Paradox Effect

Kazuki menatap layar penuh dengan grafik yang bergerak tidak menentu. Garis-garis waktu yang seharusnya stabil kini tampak seperti gelombang liar yang bergerak tanpa pola. Setiap kali loop terjadi, ada pergeseran kecil—perubahan yang tampaknya acak, tetapi jika diperhatikan lebih dalam, membentuk pola yang mengkhawatirkan.

"Paradox Effect," gumamnya.

Rin, yang berdiri di sampingnya, menyilangkan tangan. "Apa maksudmu?"

Kazuki menunjuk grafik di layar. "Setiap kali kita mencoba mengubah sesuatu dalam loop ini, kita tidak hanya memengaruhi masa depan—kita menciptakan ketidakstabilan. Seolah-olah waktu sendiri sedang berontak."

Rin menyipitkan mata. "Jadi… semakin kita melawan loop ini, semakin cepat realitas runtuh?"

Kazuki mengangguk perlahan. "Itu kemungkinan terbesar."

Hening. Mereka berdua menyadari implikasi dari temuan ini.

Shou, yang duduk di sudut ruangan dengan ekspresi penuh skeptisisme, akhirnya berbicara. "Kalau begitu, kita harus menghentikan loop ini sebelum semuanya hancur. Masalahnya… bagaimana caranya?"

Rin menatap Kazuki dengan serius. "Satu-satunya cara adalah menghancurkan sumbernya. Inti waktu yang tersembunyi di pusat proyek Chronos."

Kazuki menelan ludah. Ia tahu bahwa teori itu masuk akal—jika loop ini adalah hasil dari eksperimen yang gagal, maka inti energi yang menggerakkannya harus dihancurkan.

Tetapi sesuatu di dalam dirinya memberontak. Seolah ada suara yang berbisik, memperingatkannya akan bahaya yang lebih besar.

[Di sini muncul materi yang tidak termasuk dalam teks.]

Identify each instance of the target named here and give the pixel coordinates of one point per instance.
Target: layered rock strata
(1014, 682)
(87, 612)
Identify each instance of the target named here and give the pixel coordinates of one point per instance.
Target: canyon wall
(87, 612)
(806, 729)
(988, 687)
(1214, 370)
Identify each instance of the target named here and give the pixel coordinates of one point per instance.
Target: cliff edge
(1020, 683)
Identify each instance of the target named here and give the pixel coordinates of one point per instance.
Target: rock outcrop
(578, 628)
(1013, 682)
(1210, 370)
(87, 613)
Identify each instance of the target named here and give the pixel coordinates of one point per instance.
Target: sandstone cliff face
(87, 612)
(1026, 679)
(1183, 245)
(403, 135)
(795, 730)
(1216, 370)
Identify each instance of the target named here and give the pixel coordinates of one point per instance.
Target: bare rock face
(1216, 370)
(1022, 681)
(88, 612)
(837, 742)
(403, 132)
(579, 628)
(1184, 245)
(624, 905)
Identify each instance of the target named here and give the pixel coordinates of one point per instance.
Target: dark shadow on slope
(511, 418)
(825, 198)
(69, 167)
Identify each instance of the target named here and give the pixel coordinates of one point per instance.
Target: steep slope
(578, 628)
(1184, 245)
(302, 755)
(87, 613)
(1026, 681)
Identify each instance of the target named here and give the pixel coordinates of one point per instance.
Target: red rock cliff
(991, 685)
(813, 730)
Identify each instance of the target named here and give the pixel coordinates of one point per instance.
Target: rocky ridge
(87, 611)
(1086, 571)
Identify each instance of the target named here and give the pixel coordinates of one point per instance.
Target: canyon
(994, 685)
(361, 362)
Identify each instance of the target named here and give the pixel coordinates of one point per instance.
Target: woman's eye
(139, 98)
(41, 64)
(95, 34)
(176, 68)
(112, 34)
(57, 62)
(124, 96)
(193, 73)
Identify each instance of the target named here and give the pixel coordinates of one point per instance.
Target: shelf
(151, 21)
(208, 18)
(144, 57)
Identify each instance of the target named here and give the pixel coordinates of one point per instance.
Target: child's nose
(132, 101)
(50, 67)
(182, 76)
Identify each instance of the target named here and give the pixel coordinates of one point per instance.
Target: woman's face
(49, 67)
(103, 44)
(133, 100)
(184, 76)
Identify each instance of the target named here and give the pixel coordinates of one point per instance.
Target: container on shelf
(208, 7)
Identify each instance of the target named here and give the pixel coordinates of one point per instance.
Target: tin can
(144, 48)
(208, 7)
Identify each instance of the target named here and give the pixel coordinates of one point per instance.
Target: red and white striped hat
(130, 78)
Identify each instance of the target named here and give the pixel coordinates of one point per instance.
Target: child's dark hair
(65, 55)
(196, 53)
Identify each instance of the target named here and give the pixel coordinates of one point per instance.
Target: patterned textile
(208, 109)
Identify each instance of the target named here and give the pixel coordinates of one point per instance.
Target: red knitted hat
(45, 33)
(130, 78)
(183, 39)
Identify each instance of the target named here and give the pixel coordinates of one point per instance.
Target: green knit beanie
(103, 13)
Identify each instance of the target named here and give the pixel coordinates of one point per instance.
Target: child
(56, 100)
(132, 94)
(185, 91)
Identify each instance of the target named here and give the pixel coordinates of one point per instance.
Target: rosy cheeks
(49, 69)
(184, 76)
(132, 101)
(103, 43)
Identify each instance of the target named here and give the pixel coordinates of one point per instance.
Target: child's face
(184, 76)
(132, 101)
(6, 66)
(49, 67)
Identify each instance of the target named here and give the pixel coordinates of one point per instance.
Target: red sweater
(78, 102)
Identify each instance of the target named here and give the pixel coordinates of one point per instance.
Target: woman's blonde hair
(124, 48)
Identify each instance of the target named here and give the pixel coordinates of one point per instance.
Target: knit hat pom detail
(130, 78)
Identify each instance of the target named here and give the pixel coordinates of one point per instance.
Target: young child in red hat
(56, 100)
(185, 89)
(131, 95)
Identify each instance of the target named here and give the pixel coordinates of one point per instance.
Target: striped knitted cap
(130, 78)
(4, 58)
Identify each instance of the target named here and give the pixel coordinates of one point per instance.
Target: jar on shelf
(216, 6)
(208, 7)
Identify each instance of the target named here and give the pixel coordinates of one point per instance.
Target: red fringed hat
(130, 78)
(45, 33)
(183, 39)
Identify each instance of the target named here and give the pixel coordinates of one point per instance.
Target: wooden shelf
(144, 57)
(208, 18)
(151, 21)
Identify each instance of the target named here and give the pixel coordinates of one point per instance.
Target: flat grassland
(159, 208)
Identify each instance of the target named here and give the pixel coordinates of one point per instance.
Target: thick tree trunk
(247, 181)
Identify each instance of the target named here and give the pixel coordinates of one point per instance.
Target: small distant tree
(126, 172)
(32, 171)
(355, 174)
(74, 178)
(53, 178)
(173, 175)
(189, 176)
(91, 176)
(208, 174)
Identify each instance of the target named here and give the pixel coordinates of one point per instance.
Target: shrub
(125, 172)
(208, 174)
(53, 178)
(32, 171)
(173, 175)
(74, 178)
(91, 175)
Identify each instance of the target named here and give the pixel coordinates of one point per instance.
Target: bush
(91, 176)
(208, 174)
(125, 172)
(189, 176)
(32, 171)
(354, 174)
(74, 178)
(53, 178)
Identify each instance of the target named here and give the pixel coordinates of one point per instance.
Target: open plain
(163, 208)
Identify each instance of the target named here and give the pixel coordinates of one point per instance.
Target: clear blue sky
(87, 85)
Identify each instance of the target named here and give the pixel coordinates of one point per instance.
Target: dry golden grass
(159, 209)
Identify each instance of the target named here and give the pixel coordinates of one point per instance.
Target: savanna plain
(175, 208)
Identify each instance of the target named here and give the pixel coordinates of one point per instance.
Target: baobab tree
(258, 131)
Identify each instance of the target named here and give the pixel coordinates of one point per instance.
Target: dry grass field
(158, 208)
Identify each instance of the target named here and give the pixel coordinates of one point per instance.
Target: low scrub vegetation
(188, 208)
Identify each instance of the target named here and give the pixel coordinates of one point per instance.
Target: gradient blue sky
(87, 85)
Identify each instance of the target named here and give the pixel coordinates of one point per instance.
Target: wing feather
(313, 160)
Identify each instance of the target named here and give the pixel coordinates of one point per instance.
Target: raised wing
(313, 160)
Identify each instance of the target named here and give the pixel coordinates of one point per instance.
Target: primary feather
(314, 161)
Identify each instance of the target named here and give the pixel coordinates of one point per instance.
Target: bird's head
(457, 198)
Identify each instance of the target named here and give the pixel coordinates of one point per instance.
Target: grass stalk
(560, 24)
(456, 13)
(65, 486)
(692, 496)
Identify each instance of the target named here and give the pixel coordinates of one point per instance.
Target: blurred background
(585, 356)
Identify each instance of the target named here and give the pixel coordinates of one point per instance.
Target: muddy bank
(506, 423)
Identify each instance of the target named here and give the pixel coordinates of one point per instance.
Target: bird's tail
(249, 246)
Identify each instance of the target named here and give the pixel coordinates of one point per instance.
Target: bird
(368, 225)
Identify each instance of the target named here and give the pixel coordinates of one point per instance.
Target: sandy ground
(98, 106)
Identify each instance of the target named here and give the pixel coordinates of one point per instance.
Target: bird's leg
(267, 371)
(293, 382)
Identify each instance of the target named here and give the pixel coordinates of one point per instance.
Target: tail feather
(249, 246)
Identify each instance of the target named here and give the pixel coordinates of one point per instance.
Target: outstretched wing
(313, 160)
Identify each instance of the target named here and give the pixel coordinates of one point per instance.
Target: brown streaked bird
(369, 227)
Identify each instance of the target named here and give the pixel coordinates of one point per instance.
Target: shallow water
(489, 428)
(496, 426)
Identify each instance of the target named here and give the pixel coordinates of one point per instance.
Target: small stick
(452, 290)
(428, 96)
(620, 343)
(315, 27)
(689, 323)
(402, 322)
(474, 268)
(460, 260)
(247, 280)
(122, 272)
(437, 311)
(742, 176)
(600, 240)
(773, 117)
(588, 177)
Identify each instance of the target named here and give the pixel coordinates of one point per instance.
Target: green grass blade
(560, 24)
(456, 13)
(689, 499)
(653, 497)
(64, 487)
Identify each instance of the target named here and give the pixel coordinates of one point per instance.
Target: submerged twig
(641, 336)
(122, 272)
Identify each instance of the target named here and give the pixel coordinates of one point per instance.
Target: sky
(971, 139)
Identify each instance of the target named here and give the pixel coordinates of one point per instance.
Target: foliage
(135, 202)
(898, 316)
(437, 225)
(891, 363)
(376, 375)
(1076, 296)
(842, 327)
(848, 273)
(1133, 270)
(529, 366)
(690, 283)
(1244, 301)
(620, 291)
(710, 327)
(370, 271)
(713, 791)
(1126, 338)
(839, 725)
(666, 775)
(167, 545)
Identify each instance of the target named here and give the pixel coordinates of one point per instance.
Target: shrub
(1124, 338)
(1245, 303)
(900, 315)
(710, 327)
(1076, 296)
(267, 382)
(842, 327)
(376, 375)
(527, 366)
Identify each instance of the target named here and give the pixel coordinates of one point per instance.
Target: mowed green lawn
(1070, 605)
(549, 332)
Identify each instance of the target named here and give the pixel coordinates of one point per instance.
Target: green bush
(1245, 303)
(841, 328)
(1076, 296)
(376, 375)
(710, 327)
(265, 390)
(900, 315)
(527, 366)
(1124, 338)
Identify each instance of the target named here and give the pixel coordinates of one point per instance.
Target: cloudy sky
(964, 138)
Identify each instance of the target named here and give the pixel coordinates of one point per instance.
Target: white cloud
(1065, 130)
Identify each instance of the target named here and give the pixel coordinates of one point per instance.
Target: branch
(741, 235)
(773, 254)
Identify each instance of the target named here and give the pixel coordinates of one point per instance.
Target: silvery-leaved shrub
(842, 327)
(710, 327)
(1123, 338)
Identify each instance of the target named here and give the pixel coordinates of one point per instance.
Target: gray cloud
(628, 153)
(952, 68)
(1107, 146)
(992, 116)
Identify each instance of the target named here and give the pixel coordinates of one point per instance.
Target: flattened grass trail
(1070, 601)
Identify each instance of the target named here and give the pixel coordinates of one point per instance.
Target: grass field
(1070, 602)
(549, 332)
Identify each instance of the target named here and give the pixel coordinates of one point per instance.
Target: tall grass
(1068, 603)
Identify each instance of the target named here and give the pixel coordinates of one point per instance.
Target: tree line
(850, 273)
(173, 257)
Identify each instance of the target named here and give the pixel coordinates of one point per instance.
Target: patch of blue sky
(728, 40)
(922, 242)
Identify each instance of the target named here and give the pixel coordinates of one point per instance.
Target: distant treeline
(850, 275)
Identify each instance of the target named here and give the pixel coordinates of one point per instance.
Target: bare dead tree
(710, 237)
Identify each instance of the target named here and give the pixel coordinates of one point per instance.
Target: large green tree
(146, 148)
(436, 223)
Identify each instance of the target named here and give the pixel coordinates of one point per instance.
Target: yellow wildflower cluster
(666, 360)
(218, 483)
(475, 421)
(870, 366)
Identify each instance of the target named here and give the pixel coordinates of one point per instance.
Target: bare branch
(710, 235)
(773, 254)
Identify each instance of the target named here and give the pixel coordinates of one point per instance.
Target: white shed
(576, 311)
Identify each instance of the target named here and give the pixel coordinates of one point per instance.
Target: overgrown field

Malam itu, mereka bergerak.

Menyusup ke dalam fasilitas utama bukanlah tugas mudah, tetapi mereka telah melakukannya berkali-kali dalam berbagai loop sebelumnya. Kali ini, mereka lebih cepat dan lebih terorganisir.

Saat mereka mencapai ruang inti, Kazuki tiba-tiba merasakan sesuatu yang aneh.

Sebuah sensasi mengerikan merambat di seluruh tubuhnya—seperti deja vu, tetapi lebih dari itu.

Penglihatannya kabur, lalu…

—Kilasan cahaya merah.

—Suara alarm berbunyi.

—Tubuhnya tergeletak di lantai, darah mengalir dari dadanya.

—Hitungan di layar menunjukkan 777.

Kazuki tersentak mundur, terengah-engah. Dunia kembali normal, tetapi dadanya terasa sesak, seolah ia benar-benar mengalami kematian itu.

"Apa yang terjadi?" Rin bertanya, suaranya penuh kekhawatiran.

Kazuki menatap tangannya yang gemetar. "Aku melihat sesuatu…"

Shou menyipitkan mata. "Apa yang kau lihat?"

Kazuki menelan ludah. "Aku mati… di loop ke-777."

Hening.

Rin dan Shou bertukar pandang, lalu menatapnya dengan ekspresi serius.

Jika penglihatannya benar, maka mereka tidak hanya berpacu dengan waktu—mereka berpacu dengan kematian.

> "Jika aku gagal… aku akan mati di dalam loop ini."